Par ordre d’apparition à l’écran, on inventorierait alors : une vieille voiture rouge quelque peu brinquebalante et qui pue l’essence dès qu’on s’avise de remplir son réservoir (considérez-la comme « l’actrice secondaire »), quelques centaines ou milliers d’échantillons des trois millions de voitures de toutes marques et tous standings qui, chaque jour, s’agrègent pour composer la circulation automobile pour le moins chaotique de Bucarest (« les figurantes ») et, enfin, coiffée d’un nœud d’emballage cadeau aussi ridicule qu’il n’est surdimensionné, un exemplaire flambant neuf d’une voiture française fabriquée en Roumanie et qui attise toutes les convoitises (« l’actrice principale », donc).

Une étudiante en tourisme vivant encore chez ses parents se rend, en leur compagnie, de sa petite ville de Geoagiu en Transylvanie à la capitale pour s’y voir remettre, moyennant tournage d’un petit clip publicitaire de remerciement, la voiture qu’elle a gagnée lors d’une tombola orchestrée par une marque de limonade. Dans ce cas particulier du genre cinématographique « Film about film » (un film mettant en scène le tournage d’un autre film), tirant ici du côté de la fable et de la satire, il s’agira pour la jeune Delia de tenir le coup sur deux fronts dont les attaques alternées menacent bel et bien de la prendre en tenaille. Tout d’abord, il faudra gérer les aléas de son statut d’actrice d’un jour. Ne pas broncher face à l’attitude hautaine et condescendante des rapaces en publicité et marketing qui, dans leur suffisance urbaine de nouveaux maîtres du jeu économique, vont jusqu’à brutalement la recoiffer ou épiler à la cire son duvet de moustache. Puis, répéter plus de quinze fois, littéralement jusqu’à « plus soif ! », le texte qu’on a écrit pour elle (« Mon nom est Delia Cristina Fratilla et je suis la fille la plus chanceuse et la plus heureuse du monde. J’ai envoyé trois étiquettes de Bibo Multi-fruits et j’ai gagné cette superbe Logan Break. Participez vous aussi ! »). Tout cela dans la joie et avec le sourire, bien sûr ! Pendant que, sur le front familial, ses parents - y voyant comme une rétribution financière inespérée des « sacrifices » faits pour elle tout au long de son enfance et de son adolescence - sont déjà en train de lui arracher son gain et d’en manigancer la revente !
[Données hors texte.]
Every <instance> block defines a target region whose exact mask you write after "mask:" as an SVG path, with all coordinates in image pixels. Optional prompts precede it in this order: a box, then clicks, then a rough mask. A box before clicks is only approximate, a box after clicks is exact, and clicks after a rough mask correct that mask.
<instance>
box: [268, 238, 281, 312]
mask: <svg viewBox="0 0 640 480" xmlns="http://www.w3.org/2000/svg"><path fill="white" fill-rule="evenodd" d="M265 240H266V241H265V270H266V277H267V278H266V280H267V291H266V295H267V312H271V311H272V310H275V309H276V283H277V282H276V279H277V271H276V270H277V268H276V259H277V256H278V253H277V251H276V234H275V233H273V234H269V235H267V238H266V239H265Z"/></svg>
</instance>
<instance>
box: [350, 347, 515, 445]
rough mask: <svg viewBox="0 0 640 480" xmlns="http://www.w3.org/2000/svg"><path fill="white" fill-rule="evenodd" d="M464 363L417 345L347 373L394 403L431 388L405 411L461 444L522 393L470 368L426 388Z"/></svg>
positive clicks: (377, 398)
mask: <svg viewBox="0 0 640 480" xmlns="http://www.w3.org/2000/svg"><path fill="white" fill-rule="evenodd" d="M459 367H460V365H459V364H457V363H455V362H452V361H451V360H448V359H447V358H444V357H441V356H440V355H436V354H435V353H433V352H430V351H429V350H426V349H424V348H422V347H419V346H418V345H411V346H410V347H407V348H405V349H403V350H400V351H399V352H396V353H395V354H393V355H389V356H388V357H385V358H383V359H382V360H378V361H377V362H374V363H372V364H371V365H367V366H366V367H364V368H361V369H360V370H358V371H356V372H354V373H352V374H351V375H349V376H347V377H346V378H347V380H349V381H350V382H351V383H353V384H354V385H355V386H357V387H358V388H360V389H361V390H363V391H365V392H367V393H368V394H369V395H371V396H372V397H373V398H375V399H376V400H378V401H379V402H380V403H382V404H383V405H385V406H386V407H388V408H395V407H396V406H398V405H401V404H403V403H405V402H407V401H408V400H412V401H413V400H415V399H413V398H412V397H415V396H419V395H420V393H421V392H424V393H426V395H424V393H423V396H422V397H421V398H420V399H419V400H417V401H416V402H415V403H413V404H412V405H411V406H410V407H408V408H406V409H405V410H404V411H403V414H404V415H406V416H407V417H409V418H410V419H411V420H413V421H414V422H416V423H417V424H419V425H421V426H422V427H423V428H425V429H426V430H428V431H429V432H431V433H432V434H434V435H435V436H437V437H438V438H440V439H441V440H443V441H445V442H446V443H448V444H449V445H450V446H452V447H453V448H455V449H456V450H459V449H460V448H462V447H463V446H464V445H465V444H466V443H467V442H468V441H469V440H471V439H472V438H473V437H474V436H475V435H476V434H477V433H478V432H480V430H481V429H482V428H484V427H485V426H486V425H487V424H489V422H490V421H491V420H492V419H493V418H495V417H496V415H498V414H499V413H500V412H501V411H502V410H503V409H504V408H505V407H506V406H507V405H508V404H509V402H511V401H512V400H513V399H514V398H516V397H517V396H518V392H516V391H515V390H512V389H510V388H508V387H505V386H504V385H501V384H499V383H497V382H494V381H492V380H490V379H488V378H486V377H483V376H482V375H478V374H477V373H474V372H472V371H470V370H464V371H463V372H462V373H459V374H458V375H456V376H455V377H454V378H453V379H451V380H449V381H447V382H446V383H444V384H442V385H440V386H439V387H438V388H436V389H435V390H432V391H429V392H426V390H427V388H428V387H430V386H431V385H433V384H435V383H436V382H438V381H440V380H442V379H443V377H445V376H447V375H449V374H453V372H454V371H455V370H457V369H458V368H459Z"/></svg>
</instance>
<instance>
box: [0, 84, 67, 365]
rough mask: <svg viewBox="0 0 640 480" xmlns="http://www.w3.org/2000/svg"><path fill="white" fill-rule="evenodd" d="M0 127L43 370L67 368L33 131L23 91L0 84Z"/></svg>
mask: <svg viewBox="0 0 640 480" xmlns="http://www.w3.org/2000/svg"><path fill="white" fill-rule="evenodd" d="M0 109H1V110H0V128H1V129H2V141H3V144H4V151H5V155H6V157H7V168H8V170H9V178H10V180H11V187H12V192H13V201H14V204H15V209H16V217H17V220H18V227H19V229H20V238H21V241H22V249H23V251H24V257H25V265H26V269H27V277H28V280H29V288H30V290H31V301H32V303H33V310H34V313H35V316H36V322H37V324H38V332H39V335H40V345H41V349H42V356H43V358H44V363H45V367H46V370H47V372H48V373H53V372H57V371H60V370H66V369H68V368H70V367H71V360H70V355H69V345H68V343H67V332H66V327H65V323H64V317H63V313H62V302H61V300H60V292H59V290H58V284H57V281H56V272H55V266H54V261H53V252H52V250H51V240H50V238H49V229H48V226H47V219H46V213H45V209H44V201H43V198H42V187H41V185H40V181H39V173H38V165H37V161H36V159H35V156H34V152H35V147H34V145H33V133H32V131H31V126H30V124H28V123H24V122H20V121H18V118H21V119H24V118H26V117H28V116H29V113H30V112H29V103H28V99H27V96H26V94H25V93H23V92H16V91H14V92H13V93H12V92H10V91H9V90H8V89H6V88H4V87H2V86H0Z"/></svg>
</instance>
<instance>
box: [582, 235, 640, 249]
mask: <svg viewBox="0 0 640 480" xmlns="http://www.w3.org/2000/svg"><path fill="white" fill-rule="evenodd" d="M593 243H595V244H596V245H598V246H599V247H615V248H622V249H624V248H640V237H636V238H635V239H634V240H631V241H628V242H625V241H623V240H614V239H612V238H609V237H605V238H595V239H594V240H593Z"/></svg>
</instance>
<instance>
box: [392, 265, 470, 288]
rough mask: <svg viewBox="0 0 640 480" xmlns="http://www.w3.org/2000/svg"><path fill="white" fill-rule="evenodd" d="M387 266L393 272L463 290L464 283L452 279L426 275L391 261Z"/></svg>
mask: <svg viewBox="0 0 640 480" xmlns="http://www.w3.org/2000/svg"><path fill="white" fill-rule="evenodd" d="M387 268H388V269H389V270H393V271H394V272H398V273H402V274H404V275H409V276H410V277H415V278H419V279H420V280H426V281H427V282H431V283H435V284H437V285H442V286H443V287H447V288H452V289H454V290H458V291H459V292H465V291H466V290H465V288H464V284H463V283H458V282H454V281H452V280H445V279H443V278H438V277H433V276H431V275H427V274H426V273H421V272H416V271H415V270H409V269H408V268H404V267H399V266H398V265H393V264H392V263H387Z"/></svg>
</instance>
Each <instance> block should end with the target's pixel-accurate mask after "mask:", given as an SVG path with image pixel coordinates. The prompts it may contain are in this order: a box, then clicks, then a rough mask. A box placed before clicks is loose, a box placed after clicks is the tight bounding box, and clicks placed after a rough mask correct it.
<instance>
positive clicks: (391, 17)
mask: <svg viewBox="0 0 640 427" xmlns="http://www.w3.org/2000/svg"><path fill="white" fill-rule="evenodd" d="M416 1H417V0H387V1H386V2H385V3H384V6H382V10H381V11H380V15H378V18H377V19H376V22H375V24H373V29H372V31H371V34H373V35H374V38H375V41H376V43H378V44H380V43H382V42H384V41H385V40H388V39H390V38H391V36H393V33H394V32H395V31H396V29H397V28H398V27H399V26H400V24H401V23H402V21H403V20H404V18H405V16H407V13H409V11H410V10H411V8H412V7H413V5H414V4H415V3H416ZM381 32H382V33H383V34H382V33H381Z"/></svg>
filleJouant du grand écart entre la fiction (la joie factice de la publicité) et le réel (la tristesse circonstancielle de Delia et son mal-être plus profond) et l’accentuant encore par la répétition (la reprise ad nauseam des prises), le film dont aucun personnage - pas même la jeune fille - ne ressort grandi pose un regard très dur sur la société roumaine d’aujourd’hui. Vingt ans après la chute du dictateur Ceaucescu, le culte des marques (pas seulement de voitures françaises, mais aussi de téléphones portables finlandais ou de meubles suédois en kit…) a remplacé le culte de la personnalité du tyran et ce n’est plus la peur de la terrifiante Securitate (sa police secrète) qui maintient les Roumains isolés les uns des autres, mais l’appât du gain et les fantasmes frénétiques de consommation.

Philippe Delvosalle

 

(*) Le FIFF ne programme pas uniquement des films francophones, mais aussi quelques films dans d’autres langues, produits par des pays faisant partie de l’Organisation internationale de la francophonie (O.I.F.) dont… la Roumanie.